Jeden svět – ‘Lost rivers’: à la découverte des rivières enfouies sous nos villes
Lost rivers est un documentaire de la réalisatrice québécoise Caroline Bâcle projeté dans le cadre de la quinzième édition du festival international du film documentaire Jeden svět. Radio Prague a rencontré l’auteur de cette œuvre qui plonge le spectateur dans l’univers mystérieux des rivières enfouies sous nos villes.
Au début du film, on est familiarisé avec ces personnes qui vont dans les souterrains des villes. Comment les avez-vous rencontrés ? Qu’est-ce qui vous a fasciné chez eux ?
« En les rencontrant, cela a été un peu notre porte d’entrée. L’idée qui est venue, c’est de se servir de ces explorateurs pour être notre porte d’entrée vers la curiosité, vers la découverte de ces rivières pour ensuite essayer de comprendre pourquoi elles sont là et ce qu’elles pourraient devenir dans le futur. Nous avons donc approché Andrew Edmond, photographe à Montréal, et nous avons découvert qu’en fait, tous les gens qui font ce genre de choses, ces ‘explorateurs urbains’, se connaissent. C’est comme un réseau ‘underground’, littéralement ! Il y a plein de forums sur Internet où ils partagent leur connaissance, leurs techniques, comment ils descendent sous terre, l’équipement qu’ils utilisent, etc. Ils se connaissent tous ! De fil en aiguille, on a rencontré Andrew Edmond qui nous a présenté Michael qui est à Toronto.

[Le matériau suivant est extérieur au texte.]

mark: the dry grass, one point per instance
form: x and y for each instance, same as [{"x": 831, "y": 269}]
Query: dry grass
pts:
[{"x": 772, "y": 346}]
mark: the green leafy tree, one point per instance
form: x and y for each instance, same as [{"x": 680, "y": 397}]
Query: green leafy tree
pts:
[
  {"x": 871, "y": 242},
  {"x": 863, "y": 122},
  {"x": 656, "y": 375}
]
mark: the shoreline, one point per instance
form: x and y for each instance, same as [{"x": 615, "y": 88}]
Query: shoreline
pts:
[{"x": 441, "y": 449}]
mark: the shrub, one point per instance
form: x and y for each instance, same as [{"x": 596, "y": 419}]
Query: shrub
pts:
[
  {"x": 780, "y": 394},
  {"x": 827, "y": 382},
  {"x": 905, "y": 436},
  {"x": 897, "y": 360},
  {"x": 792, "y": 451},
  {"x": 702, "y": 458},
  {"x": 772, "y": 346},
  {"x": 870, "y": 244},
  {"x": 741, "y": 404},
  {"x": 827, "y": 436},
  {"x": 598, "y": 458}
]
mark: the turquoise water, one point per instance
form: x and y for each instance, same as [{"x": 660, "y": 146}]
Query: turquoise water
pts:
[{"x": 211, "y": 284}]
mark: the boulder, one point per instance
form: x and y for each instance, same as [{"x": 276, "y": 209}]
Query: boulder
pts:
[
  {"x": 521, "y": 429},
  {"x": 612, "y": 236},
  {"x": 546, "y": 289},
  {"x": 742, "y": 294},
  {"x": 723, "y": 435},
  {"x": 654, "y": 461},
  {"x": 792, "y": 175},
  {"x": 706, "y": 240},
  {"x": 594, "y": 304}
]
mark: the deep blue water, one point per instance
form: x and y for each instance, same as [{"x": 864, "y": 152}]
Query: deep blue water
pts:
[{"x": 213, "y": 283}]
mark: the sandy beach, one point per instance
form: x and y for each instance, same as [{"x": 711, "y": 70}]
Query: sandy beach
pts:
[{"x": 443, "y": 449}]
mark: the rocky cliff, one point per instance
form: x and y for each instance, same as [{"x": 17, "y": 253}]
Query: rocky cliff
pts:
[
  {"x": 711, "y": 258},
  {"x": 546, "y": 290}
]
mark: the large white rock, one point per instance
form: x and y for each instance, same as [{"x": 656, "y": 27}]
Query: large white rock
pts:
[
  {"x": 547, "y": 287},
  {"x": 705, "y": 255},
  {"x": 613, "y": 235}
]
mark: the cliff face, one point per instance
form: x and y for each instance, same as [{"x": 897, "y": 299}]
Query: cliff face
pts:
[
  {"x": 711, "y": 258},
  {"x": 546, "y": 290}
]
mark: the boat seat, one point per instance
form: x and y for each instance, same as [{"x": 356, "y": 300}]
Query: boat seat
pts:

Il y avait Danièle à Montréal qui nous a présenté des explorateurs à Londres, lesquels nous ont signalé des explorateurs en Italie… Ils ont plaisir à se voir tous dans le film puisqu’ils se connaissent tous ! »
Finalement, vous faites désormais partie de ce monde vous aussi ! Quels sentiments avez-vous eu en descendant dans les souterrains des villes ?« C’est drôle parce que je n’y ai pas trop pensé. Pour moi, c’était vraiment la curiosité de cette histoire là. Je ne me suis pas dit que je devenais moi-même exploratrice. C’était assez rigolo la première fois qu’on a fait ça, c’est vrai que j’étais un petit peu nerveuse. Avec les grosses salopettes, la lampe sur le front et tout ça, nous nous sentions vraiment comme des explorateurs. On allait dans un monde que très peu de gens voient. Donc c’était assez risqué, assez clandestin… »
L’aventure ?
« Vraiment c’était une grosse aventure ! »
S’agit-il d’un film militant qui pose la question de la place des rivières dans la ville ?
« Nous avons pris l’histoire de six rivières dans six villes en suivant l’évolution de notre perception de l’eau dans la ville. On voit beaucoup Toronto à cause de ses déchets dans ses voix d’eau naturelles. Mais c’est une histoire qui se répète dans beaucoup de villes. A y repenser, ce n’est pas un film militant, on ne milite pas pour faire revenir toutes les rivières. Comme à Londres par exemple : nous étions au bord de la Tyburn qui coule sous le palais de Buckingham. On ne va pas le détruire pour faire revenir une essence de ce qu’aurait été cette rivière ! Je ne pense pas qu’il s’agisse d’un film militant, c’est plutôt un film d’éveil, de prise de conscience de l’évolution des différentes épaisseurs de la ville. Mon souhait, c’est de montrer que tout le monde a son mot à dire sur la façon dont l’environnement doit être développé. »
Vous avez d’ailleurs été à Séoul où il y a eu un projet de réaménagement d’une rivière qui avait été enfouie sous une autoroute. Or il y a des gens qui y étaient opposés car cela allait affecter leur activité…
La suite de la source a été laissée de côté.